Introduction to Parallel Programming
Overview
Teaching: 20 min
Exercises: 0 minQuestions
What is and why parallel programming?
What are the different parallel programming models?
What are some parallel programming standards?
Objectives
Get an overview of parallel programming.
Distinguish different parallel program models.
Get an idea of challenges of writing a parallel program.
Introduction
Parallel programming is an arcane field that for a long time was limited to scientific computing, i.e. to the people who use computers to perform numerical computations and simulations for science and engineering. As of today, parallel programs have powered real-time weather forecasting, high-accuracy storm and hurricane predictions, understanding important cellular processes in diseases, design of new materials, drugs, jet engines, jet planes, and many more. All these computations share one or two things in common: They require high-end computing hardware because the required amount of computation is too much for a single computer to handle; or, the size of the data is too big for a single computer to fit.
Parallel computing requires hardware that has more than one processing unit (a single computer or a set of connected computers) and specialized programming techniques (with libraries or language). Such hardware used to be uncommon, but since mid-2000s, commodity processors have been produced with multiple processor cores (simply called “cores”), each of which is capable to perform an independent sequence of computations. This trend continues today, even accelerates; thus brings “parallel computing” to the mass. Virtually every server, workstation, desktop and laptop computers, tablets and even smartphones produced today are “parallel computers”. Not only they have traditional processors called central processing unit (CPU), they may contain one or more graphics procesing units (GPUs) and other types of processors. GPUs, in particular, as a massively parallel processor, play a crucial role in accelerating scientific simulations and deep learning (which is the prevailing implementation of “artificial intelligence” today). These factors underscore the importance of parallel programming.

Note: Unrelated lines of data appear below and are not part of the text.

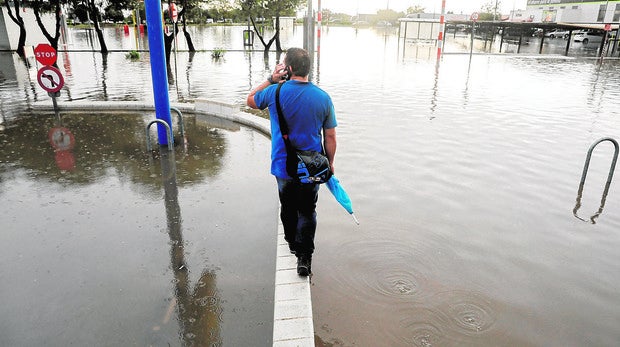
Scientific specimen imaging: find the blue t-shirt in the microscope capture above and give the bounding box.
[254,80,338,178]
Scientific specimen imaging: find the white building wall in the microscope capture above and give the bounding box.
[515,0,620,24]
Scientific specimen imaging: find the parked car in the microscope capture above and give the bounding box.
[545,29,568,39]
[573,31,605,45]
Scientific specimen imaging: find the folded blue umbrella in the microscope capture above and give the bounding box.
[325,176,360,225]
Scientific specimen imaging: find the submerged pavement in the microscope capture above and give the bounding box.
[32,100,314,347]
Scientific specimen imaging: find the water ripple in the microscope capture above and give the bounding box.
[436,290,496,335]
[322,240,432,304]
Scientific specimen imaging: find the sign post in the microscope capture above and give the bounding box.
[34,43,65,117]
[469,12,479,63]
[34,43,57,65]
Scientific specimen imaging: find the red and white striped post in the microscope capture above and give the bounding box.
[437,0,446,59]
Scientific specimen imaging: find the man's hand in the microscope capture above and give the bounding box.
[246,64,287,109]
[269,63,288,83]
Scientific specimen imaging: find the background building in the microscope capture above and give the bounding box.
[509,0,620,24]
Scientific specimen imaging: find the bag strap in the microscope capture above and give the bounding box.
[276,82,288,142]
[276,82,325,155]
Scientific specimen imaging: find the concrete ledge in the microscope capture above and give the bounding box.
[31,100,314,347]
[273,222,314,347]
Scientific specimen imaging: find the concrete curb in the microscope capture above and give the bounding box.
[31,100,314,347]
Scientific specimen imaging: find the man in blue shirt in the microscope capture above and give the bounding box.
[247,48,338,276]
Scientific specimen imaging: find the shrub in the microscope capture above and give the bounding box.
[211,48,226,59]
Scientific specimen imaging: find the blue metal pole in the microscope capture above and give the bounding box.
[144,0,172,146]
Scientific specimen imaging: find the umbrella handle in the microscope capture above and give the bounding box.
[351,213,360,225]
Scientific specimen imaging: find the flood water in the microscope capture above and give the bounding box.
[0,27,620,346]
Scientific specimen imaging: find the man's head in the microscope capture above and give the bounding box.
[284,48,310,77]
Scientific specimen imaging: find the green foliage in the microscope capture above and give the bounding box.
[125,51,140,60]
[211,48,226,59]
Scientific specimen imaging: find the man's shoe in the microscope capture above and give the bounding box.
[288,242,297,254]
[297,255,312,276]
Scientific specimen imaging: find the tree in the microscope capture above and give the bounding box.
[32,0,60,50]
[4,0,26,58]
[238,0,305,56]
[87,0,108,54]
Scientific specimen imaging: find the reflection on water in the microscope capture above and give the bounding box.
[0,114,277,346]
[161,150,222,346]
[0,27,620,346]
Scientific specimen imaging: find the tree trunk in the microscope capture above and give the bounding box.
[32,0,60,51]
[179,6,196,52]
[250,17,278,57]
[4,0,26,58]
[276,13,282,53]
[88,0,108,54]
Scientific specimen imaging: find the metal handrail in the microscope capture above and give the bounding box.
[573,137,619,224]
[146,119,174,152]
[170,106,185,138]
[146,106,185,151]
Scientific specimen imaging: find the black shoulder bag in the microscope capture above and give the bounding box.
[276,83,332,184]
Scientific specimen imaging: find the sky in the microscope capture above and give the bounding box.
[315,0,527,15]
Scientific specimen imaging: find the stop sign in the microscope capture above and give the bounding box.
[34,43,56,65]
[170,2,178,23]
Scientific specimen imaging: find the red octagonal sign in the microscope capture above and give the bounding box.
[34,43,56,65]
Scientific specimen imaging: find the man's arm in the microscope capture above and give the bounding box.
[246,64,286,109]
[323,128,336,172]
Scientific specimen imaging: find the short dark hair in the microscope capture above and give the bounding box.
[284,48,310,77]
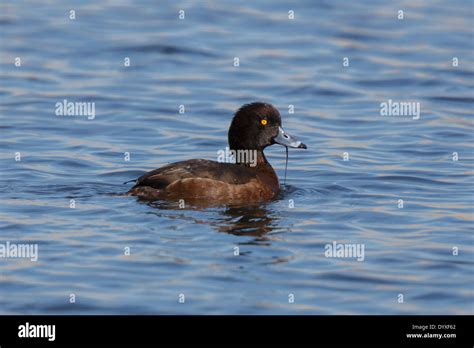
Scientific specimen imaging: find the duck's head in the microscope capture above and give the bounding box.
[229,102,306,151]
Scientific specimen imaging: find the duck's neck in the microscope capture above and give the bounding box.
[237,150,279,186]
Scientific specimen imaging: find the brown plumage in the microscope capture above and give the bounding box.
[128,103,306,203]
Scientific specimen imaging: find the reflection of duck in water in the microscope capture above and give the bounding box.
[128,103,306,203]
[147,201,278,237]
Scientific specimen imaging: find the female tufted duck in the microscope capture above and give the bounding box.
[128,102,306,203]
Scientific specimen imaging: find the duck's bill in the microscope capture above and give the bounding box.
[273,127,306,149]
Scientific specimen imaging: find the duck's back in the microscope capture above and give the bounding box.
[129,159,278,202]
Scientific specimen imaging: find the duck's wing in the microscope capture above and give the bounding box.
[132,159,256,190]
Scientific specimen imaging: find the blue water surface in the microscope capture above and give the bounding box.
[0,0,474,314]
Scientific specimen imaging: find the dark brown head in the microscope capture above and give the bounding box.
[229,102,306,151]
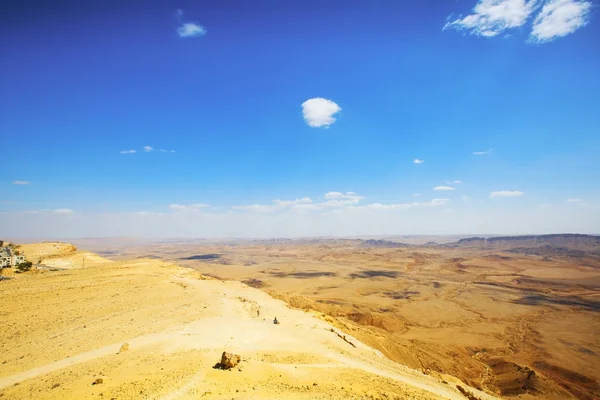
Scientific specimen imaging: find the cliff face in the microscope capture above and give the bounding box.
[448,233,600,252]
[0,244,494,400]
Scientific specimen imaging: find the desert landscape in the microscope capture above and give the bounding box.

What is parallel programming? It is a programming technique which entails the use of multiple processors to solve a single problem in less time. There are many modalities of parallel programming that are in use today. In this module, we will focus on one modality, which is the distributed-memory parallel programming. We will introduce Message Passing Interface (MPI), a library widely used library for distributed-memory parallel programming.
Why Parallel Programming?
Parallel programming allows the user to greatly reduce time-to-solution
by splitting the problem among a number of worker-processes.
In other words, parallel programming allows the user to solve a computational problem using multiple computing resources.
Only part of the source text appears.